Halakhah requires that the first blessing of the Amidah be said with full intention and attention; if said by rote alone, it must be repeated with intention. Moses Isserles (16th century) wrote that this is no longer necessary because "nowadays ... even in the repetition it is likely he will not have intention". The second to last blessing of Hoda'ah also prioritizes kavanah.

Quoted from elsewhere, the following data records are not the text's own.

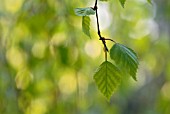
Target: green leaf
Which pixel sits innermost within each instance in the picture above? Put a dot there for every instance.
(107, 78)
(86, 25)
(84, 11)
(104, 0)
(126, 58)
(122, 2)
(149, 1)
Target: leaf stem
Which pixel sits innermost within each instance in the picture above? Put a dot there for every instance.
(98, 27)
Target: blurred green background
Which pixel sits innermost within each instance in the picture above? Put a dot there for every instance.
(47, 63)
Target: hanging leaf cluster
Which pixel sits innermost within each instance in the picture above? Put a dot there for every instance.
(125, 61)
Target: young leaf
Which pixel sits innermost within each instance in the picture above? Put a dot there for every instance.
(125, 57)
(107, 78)
(122, 2)
(103, 0)
(149, 1)
(86, 25)
(84, 11)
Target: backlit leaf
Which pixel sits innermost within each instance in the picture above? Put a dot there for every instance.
(149, 1)
(107, 78)
(122, 2)
(86, 25)
(104, 0)
(126, 58)
(84, 11)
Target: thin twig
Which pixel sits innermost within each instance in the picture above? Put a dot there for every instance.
(98, 27)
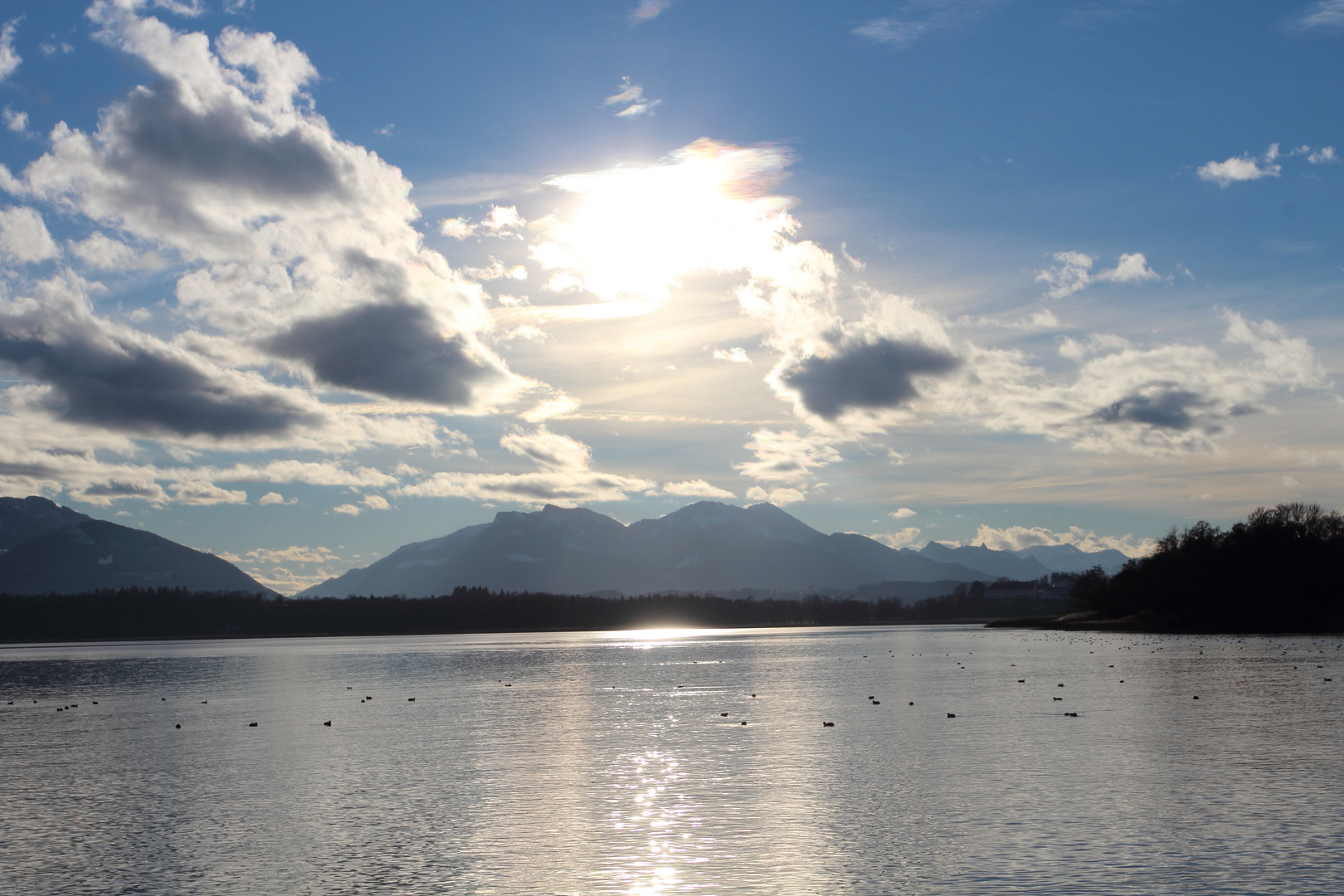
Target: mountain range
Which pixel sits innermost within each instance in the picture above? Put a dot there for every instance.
(46, 548)
(704, 547)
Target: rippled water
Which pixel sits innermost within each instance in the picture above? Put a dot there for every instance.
(602, 763)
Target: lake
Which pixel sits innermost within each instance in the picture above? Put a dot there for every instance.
(619, 763)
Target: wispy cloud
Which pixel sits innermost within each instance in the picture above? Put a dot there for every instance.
(648, 10)
(1242, 168)
(631, 95)
(917, 17)
(1327, 15)
(1074, 273)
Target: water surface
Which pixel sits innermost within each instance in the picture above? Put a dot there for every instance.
(604, 763)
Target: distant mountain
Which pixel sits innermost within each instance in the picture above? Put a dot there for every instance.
(996, 563)
(1066, 558)
(704, 547)
(23, 519)
(81, 553)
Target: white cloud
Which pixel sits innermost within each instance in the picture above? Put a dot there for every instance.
(695, 489)
(104, 253)
(631, 97)
(1242, 168)
(648, 10)
(786, 455)
(733, 355)
(1074, 273)
(10, 60)
(201, 494)
(1326, 15)
(565, 477)
(902, 539)
(778, 496)
(24, 238)
(1015, 538)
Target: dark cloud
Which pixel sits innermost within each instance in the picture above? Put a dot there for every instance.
(129, 387)
(155, 137)
(869, 375)
(1168, 410)
(387, 349)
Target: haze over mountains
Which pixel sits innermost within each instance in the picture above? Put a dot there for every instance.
(47, 548)
(704, 547)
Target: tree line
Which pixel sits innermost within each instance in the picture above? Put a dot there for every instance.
(1277, 571)
(177, 613)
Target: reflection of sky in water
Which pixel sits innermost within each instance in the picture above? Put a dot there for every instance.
(604, 763)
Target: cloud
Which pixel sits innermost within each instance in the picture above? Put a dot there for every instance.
(873, 375)
(104, 253)
(24, 238)
(1326, 15)
(1241, 168)
(394, 351)
(733, 355)
(1074, 273)
(778, 496)
(917, 17)
(566, 476)
(201, 494)
(785, 455)
(10, 60)
(121, 379)
(902, 539)
(1016, 538)
(695, 489)
(648, 10)
(631, 95)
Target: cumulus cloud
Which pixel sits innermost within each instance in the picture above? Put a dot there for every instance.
(873, 375)
(24, 236)
(10, 58)
(1016, 538)
(632, 101)
(565, 476)
(121, 379)
(1241, 168)
(901, 539)
(648, 10)
(695, 489)
(390, 349)
(733, 355)
(786, 455)
(1074, 273)
(1326, 15)
(778, 496)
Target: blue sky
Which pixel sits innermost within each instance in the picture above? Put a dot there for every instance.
(300, 282)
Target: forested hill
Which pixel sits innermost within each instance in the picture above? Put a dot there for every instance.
(1280, 570)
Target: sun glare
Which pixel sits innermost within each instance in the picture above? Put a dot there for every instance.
(639, 231)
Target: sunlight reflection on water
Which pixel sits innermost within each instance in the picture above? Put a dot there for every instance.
(620, 763)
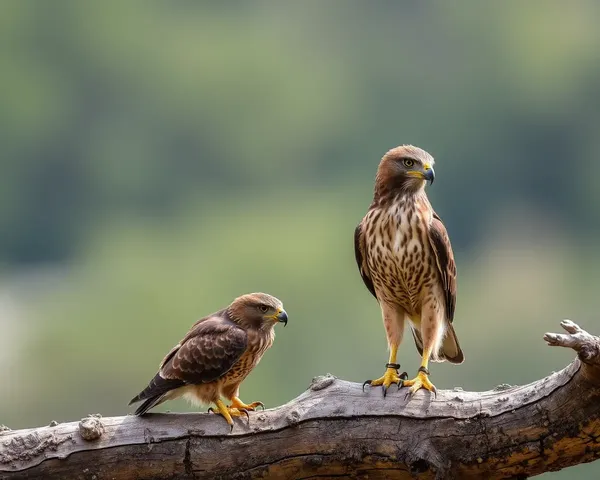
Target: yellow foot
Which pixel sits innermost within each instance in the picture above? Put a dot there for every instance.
(229, 412)
(390, 377)
(420, 381)
(237, 403)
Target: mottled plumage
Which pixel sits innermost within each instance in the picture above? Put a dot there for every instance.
(405, 259)
(216, 355)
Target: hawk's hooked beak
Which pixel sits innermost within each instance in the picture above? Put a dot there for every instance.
(429, 173)
(281, 317)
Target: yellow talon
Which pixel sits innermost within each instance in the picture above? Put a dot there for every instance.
(390, 377)
(237, 403)
(228, 412)
(420, 381)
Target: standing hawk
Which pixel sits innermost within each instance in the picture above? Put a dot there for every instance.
(216, 355)
(405, 259)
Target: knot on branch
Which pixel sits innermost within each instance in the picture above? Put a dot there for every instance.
(585, 344)
(91, 428)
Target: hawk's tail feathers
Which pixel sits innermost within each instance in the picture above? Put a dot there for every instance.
(154, 392)
(451, 350)
(148, 404)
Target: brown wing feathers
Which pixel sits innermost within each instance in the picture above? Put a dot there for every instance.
(361, 260)
(440, 244)
(207, 352)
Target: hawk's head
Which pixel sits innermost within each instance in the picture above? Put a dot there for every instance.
(257, 310)
(405, 168)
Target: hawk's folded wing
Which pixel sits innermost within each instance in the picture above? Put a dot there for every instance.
(206, 353)
(360, 253)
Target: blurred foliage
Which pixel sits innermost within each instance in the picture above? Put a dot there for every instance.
(161, 158)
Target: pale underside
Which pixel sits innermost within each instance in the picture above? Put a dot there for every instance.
(404, 271)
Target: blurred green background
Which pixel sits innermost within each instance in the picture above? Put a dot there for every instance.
(161, 158)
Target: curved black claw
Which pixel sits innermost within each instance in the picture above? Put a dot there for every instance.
(246, 412)
(385, 389)
(403, 376)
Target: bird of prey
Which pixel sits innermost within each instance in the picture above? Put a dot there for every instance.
(216, 355)
(405, 259)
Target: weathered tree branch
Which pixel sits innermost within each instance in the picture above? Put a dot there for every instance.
(335, 430)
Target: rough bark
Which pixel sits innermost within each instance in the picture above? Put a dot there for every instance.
(335, 430)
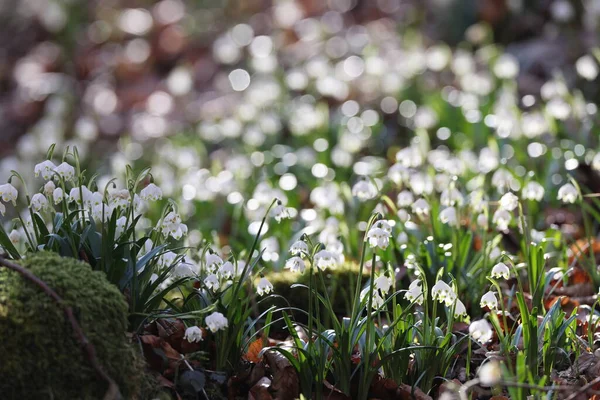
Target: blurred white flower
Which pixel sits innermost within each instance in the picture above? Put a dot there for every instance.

When the Amidah is said by oneself in the presence of others, many Jews who wear a tallit (prayer shawl) will drape the tallit over their head, allowing their field of vision to be focused only on the siddur and personal prayer.

===Interruptions===
Interrupting the Amidah is forbidden. The only exceptions are in cases of danger or to urgently relieve oneself. There are also halakhot to prevent interrupting the Amidah of others; for example, it is forbidden to sit next to someone praying or to walk within four amot (cubits) of someone praying.

===Quiet prayer===
The guideline of quiet prayer comes from Hannah's behavior when she prayed in the Temple to bear a child. She prayed "speaking upon her heart" so that no one could hear, yet her lips were moving. Therefore, when saying the Amidah, one's voice should be audible to oneself but not loud enough for others to hear.

===Standing===
The term "Amidah," derived from the Hebrew gerund meaning "standing," refers to the practice of reciting the prayer while standing with one's feet together. This posture is believed to mimic the appearance of angels, who, according to the biblical prophet Ezekiel, have "one straight leg." As worshippers address the Divine Presence, they must remove all material thoughts from their minds, just as angels are said to be purely spiritual beings. Similarly, the Tiferet Yisrael explains in his commentary, Boaz, that the Amidah is so-called because it helps people focus their thoughts. By nature, a person's brain is active and wandering. The Amidah brings everything into focus.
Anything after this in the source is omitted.